Blotner, Joseph. Faulkner: A Biography. 2 vols. New York: Random House, 1974. An exhaustive and definitive life of Faulkner. Blotner was a friend and associate while Faulkner was writer-in-residence at the University of Virginia. Contains an enormous amount of background material covering all aspects of Faulkner’s life and career.

Brooks, Cleanth. William Faulkner: The Yoknapatawpha Country. New Haven, Conn.: Yale University Press, 1963. A distinguished literary critic gives an informed and thoughtful view of Faulkner’s writings and accomplishments.

Cowley, Malcolm, ed. The Faulkner-Cowley File: Letters and Memories, 1944-1962. Reprint. New York: Penguin, 1978. A collection of letters to and from Faulkner and Cowley during their association, with explanatory material by Cowley. Faulkner provides many hints and suggestions as to the intent of his works and how he created his characters.

Friedman, Alan W. William Faulkner. New York: Frederick Ungar, 1985. Part of the Literature and Life series, this is a good, basic introduction to Faulkner’s life and career and makes an excellent starting point for the beginning student of Faulkner.

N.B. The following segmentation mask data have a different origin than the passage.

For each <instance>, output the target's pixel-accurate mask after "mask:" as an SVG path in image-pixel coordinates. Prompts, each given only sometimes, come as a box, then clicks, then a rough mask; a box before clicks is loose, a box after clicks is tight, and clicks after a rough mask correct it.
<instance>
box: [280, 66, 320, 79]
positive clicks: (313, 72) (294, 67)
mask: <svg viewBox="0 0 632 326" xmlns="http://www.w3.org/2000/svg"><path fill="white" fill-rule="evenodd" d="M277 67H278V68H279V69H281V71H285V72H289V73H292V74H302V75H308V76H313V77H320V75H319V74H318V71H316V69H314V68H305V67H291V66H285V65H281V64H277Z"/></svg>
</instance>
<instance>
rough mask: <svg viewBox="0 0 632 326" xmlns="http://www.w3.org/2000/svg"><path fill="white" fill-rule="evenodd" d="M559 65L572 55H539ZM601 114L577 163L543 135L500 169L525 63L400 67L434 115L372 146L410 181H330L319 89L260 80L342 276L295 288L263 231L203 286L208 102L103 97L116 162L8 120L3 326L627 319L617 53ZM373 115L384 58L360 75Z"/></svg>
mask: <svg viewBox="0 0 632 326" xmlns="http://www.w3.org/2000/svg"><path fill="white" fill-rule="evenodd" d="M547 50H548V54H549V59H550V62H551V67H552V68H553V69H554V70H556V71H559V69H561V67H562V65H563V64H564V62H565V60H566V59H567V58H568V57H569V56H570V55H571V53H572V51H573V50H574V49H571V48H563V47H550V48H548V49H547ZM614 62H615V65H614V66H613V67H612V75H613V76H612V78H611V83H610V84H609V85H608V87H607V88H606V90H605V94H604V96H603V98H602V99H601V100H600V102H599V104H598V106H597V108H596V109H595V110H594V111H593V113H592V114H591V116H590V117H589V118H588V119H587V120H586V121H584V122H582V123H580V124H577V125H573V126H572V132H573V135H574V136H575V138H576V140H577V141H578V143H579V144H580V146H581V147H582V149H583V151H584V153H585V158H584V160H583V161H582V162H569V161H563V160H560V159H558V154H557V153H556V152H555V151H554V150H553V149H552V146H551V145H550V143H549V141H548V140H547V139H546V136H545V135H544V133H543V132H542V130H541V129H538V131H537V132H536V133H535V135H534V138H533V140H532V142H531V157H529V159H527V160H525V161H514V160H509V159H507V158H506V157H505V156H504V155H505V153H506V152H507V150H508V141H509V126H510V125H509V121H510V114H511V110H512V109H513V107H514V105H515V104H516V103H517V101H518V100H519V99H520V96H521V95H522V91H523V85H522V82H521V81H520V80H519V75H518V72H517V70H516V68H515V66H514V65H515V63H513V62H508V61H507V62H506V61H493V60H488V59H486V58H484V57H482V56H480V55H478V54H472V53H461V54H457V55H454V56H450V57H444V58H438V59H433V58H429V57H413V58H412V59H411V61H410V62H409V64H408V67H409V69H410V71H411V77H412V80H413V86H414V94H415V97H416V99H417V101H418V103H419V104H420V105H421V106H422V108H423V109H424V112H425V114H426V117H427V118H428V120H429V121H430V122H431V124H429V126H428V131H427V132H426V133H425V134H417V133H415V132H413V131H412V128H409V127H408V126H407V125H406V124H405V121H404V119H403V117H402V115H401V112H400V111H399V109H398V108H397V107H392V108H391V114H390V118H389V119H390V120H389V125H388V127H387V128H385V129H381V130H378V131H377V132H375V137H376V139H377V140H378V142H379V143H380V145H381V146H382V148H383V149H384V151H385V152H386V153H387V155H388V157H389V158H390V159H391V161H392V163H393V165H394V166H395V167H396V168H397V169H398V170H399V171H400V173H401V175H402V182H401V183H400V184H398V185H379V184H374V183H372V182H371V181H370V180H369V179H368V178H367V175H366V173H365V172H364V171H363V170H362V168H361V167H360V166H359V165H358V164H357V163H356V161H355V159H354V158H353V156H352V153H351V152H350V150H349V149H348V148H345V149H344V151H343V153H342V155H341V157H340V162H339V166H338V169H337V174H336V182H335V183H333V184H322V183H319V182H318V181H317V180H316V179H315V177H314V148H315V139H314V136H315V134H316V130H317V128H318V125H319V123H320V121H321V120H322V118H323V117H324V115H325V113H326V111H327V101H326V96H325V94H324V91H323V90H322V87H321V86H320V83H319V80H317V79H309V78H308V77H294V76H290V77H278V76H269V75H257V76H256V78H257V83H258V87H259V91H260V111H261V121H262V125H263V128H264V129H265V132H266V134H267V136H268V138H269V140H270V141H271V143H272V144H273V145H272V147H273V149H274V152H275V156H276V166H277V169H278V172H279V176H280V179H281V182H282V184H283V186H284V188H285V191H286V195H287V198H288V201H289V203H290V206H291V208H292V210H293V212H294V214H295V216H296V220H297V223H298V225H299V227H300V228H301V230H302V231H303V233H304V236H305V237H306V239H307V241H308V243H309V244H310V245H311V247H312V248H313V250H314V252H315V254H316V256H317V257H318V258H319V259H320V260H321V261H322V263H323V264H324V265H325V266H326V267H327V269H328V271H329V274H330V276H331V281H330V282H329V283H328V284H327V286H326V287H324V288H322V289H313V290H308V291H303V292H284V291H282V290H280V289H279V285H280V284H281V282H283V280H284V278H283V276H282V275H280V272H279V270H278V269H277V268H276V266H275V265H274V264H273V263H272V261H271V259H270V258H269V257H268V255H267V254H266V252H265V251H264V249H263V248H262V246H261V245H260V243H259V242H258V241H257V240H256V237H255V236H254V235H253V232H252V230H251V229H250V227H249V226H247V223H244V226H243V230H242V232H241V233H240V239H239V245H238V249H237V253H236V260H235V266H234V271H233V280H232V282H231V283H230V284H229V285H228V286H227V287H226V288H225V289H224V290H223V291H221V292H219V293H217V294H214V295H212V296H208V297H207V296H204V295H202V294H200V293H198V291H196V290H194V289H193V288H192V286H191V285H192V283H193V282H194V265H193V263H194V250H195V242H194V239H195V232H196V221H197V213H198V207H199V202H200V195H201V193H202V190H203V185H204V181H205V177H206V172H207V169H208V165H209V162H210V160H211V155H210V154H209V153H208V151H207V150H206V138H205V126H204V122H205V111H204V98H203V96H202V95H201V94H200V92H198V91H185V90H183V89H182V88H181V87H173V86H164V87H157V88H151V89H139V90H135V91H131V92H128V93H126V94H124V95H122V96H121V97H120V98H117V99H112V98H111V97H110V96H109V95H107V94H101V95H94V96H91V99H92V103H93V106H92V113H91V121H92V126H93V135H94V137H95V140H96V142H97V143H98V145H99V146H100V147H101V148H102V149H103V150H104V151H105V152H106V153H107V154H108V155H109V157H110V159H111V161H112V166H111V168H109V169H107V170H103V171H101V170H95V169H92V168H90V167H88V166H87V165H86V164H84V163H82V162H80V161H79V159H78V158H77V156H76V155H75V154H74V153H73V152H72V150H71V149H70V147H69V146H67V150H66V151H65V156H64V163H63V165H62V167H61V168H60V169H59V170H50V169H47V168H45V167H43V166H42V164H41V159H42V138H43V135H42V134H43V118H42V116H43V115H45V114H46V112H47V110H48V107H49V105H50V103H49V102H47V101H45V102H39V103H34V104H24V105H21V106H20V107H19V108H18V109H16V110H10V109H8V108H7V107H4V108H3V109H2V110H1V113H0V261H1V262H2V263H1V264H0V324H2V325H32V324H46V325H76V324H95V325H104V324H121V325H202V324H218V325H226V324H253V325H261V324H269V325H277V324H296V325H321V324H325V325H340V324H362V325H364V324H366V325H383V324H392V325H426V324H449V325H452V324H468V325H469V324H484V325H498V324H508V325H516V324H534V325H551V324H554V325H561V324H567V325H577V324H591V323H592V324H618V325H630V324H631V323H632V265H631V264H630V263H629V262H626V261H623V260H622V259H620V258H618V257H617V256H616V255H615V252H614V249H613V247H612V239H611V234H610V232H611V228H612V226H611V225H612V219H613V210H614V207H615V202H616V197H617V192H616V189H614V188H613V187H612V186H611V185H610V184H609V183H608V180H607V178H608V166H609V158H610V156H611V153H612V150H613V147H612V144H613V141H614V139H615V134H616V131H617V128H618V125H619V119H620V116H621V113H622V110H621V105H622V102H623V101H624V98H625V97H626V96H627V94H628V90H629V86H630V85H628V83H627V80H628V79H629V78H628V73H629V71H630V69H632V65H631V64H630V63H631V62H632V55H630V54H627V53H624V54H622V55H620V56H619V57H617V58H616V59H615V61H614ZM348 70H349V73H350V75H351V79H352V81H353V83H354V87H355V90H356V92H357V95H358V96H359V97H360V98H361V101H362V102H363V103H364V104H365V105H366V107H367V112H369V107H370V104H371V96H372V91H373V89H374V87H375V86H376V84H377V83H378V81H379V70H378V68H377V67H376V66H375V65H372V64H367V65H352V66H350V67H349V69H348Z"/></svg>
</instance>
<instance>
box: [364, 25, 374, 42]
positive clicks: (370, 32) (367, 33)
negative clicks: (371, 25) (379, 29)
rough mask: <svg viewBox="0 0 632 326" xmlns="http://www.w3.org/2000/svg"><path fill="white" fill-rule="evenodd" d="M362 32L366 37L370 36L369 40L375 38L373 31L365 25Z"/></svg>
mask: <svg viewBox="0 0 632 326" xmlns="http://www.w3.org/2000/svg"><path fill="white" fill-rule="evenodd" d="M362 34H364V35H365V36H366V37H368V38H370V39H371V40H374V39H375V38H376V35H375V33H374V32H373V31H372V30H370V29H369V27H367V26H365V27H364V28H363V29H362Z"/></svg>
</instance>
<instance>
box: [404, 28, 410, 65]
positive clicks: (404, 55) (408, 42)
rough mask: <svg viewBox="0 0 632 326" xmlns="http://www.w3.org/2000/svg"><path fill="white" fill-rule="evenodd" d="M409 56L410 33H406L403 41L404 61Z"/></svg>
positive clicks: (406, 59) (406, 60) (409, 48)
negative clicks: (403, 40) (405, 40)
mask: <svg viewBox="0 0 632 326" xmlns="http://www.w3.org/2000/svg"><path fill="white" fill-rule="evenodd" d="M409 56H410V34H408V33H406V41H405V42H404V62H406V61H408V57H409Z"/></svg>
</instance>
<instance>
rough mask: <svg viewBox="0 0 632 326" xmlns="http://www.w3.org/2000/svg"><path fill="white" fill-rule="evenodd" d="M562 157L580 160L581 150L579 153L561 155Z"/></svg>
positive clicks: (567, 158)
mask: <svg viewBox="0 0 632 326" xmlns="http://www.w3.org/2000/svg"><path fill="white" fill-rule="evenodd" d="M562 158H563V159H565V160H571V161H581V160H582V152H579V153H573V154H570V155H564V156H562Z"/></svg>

Hoffman, Frederick. William Faulkner. 2d rev. ed. Boston: Twayne, 1966. Introductory volume that covers the main works quickly, touching on the highlights. Short on biographical information.

Howe, Irving. William Faulkner: A Critical Study. 3d rev. ed. Chicago: University of Chicago Press, 1975. Updating of an early and generally perceptive study of Faulkner’s work, with special emphasis on the social settings and situations of his novels.

Kenner, Hugh. A Homemade World: The American Modernist Writer. New York: Alfred A. Knopf, 1975. Has only one section on Faulkner but is especially good at explaining his techniques in creating a world of written text. Offers some intriguing suggestions for further study.

Minter, David. William Faulkner, His Life and Work. Baltimore: Johns Hopkins University Press, 1980. A chronological study of Faulkner and his works. The critical readings illuminate the novels, especially the lesser-known works.

Parini, Jay. One Matchless Time: A Life of William Faulkner. New York: HarperCollins, 2004. A thorough account of Faulkner’s life and an evaluation of his work.

Wagner, Linda, ed. William Faulkner: Four Decades of Criticism. East Lansing: Michigan State University Press, 1973. Useful collection of writings on Faulkner’s novels and stories. Helpful in showing the appreciation of his work by critics.

Warren, Robert Penn, ed. Faulkner: A Collection of Critical Essays. Englewood Cliffs, N.J.: Prentice-Hall, 1966. A good survey of the response to Faulkner by the major literary critics; touches on most of the major novels.